Descendants of the “Crazy Canucks”

Arrival of the mad downhillers

In the 1980s, a wind of madness blew over the small world of Alpine skiing. A happy band of crazy Canadian downhillers erupted onto the Alpine skiing World Cup scene. Their nickname: the “Crazy Canucks”. The team consisted of Dave Murray, Ken Read, Steve Podborski and Dave Irwin. While they did not always win, their style was aggressive and direct, and their commitment total. But their falls were both spectacular and numerous. It was in tribute to this sometimes uncontrolled enthusiasm that a famous turn of the Lauberhorn course in Wengen was named “Canadian Corner”, as several of these daredevil downhillers indeed came to grief at this spot.

Make or break

The four Crazy Canucks achieved 39 World Cup podium finishes and 14 wins. All of them took part in at least one edition of the Olympic Games, and in some cases two, between Innsbruck 1976, Lake Placid 1980 and Sarajevo 1984.

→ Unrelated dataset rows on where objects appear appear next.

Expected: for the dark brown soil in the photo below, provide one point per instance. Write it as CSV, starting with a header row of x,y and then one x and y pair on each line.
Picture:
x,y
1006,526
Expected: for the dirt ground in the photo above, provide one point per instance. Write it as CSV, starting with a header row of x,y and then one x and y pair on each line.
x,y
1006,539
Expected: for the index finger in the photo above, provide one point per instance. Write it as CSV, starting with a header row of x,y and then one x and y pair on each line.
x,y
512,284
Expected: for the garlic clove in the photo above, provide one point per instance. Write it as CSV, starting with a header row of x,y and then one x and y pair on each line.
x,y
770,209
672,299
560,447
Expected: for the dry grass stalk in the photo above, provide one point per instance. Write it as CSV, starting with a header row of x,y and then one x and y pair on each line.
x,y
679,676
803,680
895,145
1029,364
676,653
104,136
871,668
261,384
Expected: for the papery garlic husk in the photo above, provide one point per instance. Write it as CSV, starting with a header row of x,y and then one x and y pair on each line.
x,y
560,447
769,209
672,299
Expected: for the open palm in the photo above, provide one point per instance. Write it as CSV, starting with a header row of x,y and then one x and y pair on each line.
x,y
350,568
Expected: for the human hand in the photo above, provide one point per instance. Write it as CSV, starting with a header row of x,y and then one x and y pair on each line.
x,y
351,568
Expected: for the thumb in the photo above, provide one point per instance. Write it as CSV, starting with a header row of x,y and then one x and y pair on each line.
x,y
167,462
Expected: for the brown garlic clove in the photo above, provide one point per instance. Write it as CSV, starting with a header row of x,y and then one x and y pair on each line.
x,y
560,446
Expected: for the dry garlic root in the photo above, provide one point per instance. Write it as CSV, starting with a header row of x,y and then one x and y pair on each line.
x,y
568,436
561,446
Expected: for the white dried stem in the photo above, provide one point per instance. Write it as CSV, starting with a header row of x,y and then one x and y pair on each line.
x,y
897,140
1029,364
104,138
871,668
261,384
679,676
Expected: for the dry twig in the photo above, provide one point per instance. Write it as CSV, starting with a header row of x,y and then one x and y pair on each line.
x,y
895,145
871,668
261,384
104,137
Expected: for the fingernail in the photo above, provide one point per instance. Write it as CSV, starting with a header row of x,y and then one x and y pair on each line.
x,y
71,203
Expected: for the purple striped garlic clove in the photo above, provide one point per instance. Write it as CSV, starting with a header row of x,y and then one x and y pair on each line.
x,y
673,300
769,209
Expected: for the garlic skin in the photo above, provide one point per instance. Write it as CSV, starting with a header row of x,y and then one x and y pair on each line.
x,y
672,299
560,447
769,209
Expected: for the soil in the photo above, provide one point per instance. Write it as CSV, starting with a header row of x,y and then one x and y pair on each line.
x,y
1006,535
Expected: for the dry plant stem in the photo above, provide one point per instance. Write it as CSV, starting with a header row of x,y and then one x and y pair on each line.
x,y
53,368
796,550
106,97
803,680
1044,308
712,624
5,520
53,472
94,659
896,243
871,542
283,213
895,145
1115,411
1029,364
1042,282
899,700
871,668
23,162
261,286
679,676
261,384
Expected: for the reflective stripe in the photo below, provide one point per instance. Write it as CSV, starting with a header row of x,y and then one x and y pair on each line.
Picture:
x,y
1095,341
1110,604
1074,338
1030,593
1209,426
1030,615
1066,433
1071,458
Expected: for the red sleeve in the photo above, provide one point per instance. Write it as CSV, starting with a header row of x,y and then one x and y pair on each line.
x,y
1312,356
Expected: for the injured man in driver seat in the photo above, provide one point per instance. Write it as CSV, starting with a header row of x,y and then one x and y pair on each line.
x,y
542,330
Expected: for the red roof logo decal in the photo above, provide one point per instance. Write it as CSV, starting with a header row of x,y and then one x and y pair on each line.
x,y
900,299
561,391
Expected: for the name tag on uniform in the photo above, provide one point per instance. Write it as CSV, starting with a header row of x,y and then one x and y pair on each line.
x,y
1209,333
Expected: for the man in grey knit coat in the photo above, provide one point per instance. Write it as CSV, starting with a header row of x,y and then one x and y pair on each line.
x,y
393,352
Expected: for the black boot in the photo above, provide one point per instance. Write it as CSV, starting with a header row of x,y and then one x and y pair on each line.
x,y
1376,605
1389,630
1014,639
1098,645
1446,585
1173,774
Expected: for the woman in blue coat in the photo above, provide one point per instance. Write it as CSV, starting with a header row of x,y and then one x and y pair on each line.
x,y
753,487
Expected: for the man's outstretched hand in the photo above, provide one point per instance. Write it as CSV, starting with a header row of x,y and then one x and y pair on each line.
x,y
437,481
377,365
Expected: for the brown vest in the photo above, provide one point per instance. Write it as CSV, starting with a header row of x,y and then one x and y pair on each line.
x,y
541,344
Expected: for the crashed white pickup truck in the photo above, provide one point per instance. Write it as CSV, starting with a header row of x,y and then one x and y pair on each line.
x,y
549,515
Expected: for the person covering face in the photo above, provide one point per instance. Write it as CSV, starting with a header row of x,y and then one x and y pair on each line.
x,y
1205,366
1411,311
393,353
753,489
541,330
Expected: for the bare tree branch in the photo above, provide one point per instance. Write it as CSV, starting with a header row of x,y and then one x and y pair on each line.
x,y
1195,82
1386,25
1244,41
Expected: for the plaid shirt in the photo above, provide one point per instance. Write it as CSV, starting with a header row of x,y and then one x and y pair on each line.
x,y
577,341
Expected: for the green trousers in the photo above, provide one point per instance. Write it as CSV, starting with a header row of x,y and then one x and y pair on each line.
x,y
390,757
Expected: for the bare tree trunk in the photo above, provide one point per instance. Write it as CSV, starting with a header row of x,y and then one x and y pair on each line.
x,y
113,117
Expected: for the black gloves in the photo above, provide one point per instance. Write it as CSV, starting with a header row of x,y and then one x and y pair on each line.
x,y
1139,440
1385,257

At the 1980 Games in Lake Placid, Ken Read was the favourite. He had just won the last two races in Wengen and the Streif in Kitzbühel, the two greatest and hardest races on the circuit. His other achievements included the legendary course in Schladming, the “Verte des Houches” and Val d’Isère. But the Games are another story, and in the downhill Ken Read made a mistake. It was his training partner Steve Podborski, who raced just after him, who went on to take the bronze.

Seeing the wood for the trees

Once these crazy but talented downhillers retired, the Canadian men’s team had to look for new leaders capable of matching the Europeans and Americans. In 1994, Ed Podivinski confirmed the downhill victory he achieved a month before the Games, and won the bronze again in the Olympic downhill at Lillehammer, even though he had two years previously torn his knee ligaments at the Olympic Games in Albertville.

The “new Crazy Canucks” ready to go

At the start of the 2009/2010 season, the Canadian team had high hopes for the Games in Vancouver, with the maple leaf downhillers once again placing high in the rankings. The “new Crazy Canucks”, as some people call them, are a very united and homogeneous group. They too are experienced skiers including exceptional athletes such as John Kucera, Erick Gay, François Bourque, Manuel Osbourne-Paradis and Robbie Dixon. Most of them will be going into these Games building on their experience from the 2006 Games in Turin. Unfortunately, as is often the case in skiing, injuries have eliminated some of the team members. This was true at the beginning of the season for John Kucera, reigning downhill world champion and the first Canadian to achieve this. A leg fracture means that he will not be competing in these XXI Winter Games, which will open on 12 February in Vancouver. But his team mates will be sure to give their utmost in their favourite event, to follow in the footsteps of their glorious predecessors.